Pinging the internet for data is not free; whether because of rate limits or round trip times. Tools like SQLite are great for lightweight/portable data storage, but also requires schema design. MongoDB is a powerful noSQL solution, but is heavy to stand up (and I'm not in love with the query language). TinyDB comes to the rescue as a way to get the JSON/noSQL storage of MongoDB with none of the server/auth standup.

This shines when paired with REST endpoints. It's easy to push/pop entries around and keep the same raw JSON in archive as what's coming from the endpoint. Also, it's as easy as JSON to add more keys for searching. I'm still not in love with my cache-timer implementation in ProsperBot, but fetching from cache is 100x faster than an internet-call. Lastly, debug is easy since output is raw JSON, though this could lead to compression issues down the line.

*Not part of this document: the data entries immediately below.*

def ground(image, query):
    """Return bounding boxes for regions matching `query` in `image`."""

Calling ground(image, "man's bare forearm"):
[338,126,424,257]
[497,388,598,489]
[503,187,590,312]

Quick pro-tip about TinyDB: get ujson. This pure-C implementation of the JSON library is a great drop-in replacement. It can also be baked into libraries like Requests. ujson makes handling JSON lightning fast! Also, TinyDB has a wide array of extensions, and I will be looking into MongoDB hooks at a future date.

NLTK - Processing Text Made Easy

The number one problem I have with stock quotes: it takes 2-3 extra clicks to figure out WHY the price moved for the day. Google/Yahoo/etc provide great single-stock pages that give news summaries, but when you open a ticker or phone widget, only the raw numbers are reported. If I'm going to make a quote bot, why not include some information and save people a search?

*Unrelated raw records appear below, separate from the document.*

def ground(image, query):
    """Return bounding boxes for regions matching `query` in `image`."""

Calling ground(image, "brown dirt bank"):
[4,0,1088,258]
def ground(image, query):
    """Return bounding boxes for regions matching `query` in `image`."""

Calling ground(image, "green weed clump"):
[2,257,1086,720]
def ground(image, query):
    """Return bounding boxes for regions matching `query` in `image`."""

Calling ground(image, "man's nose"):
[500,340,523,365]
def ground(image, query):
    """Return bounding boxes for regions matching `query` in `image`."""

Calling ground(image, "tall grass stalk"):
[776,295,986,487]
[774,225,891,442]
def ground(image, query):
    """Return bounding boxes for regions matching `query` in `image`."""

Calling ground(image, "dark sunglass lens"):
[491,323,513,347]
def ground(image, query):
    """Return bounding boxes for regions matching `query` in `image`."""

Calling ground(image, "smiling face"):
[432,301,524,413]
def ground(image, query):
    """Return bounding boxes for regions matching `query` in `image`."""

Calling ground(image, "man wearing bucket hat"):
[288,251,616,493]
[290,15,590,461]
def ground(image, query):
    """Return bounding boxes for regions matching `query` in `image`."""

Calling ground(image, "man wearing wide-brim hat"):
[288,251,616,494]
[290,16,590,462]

The good news, Google/Yahoo both give a by-ticker API of relevant news articles. The bad news, they yield 10-15 articles in the query. Furthermore, the data isn't particularly ranked/scored from the source. I could have gambled with first-article being the best, or stacked a publisher priority order, but all I wanted was:
Good news when the stock is up.  Bad news when the stock is down
NLTK to the rescue. I have wanted to try my hand at sentiment/language analysis since I saw a local talk on Analyzing P2P Lending Data. Putting headlines through the vader_lexicon tools did exactly what I wanted and was blazing fast.

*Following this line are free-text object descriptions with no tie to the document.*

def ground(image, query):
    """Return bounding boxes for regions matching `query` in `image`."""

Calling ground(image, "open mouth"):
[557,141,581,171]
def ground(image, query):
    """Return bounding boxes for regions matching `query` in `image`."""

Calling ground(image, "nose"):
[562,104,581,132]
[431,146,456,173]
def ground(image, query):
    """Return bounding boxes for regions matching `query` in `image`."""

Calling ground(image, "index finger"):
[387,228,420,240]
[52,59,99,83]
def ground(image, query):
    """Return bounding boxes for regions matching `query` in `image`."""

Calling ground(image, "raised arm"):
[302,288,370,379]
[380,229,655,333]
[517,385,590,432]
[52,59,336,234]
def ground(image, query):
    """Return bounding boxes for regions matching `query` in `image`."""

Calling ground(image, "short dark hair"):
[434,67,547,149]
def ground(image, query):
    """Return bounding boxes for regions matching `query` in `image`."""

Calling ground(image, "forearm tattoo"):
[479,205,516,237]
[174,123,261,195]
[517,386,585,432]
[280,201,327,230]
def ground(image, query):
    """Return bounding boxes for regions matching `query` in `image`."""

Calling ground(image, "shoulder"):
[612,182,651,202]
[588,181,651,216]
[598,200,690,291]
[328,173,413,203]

After playing with this quick demo of NLTK, I'm excited to expand this toolset.  If I can find the time, I'd very much like to write up a new discord bot for grading a community and highlighting troublemakers statistically rather than bluntly using block lists and word black-lists.

Let's See It!


I'm going to save the "how to get [stock] data" question for another blog.  There's a wide world of API's and support out there, and digging into them is worth a whole blog.  For the impatient, I used these two articles as a springboard to get started:
Though designing the bot language may require some creative design for EVE topics, standing up the bot should be easy.  I've been able to add functions at a uniquely fast pace (0.5-1d/feature) and standing up the whole bot took just a few evenings once I got through the roadblocks.  The libraries above are excellent tools to have in your tool box, and I'm excited to dig deeper into their functionality beyond the small `hello world` functions written so far!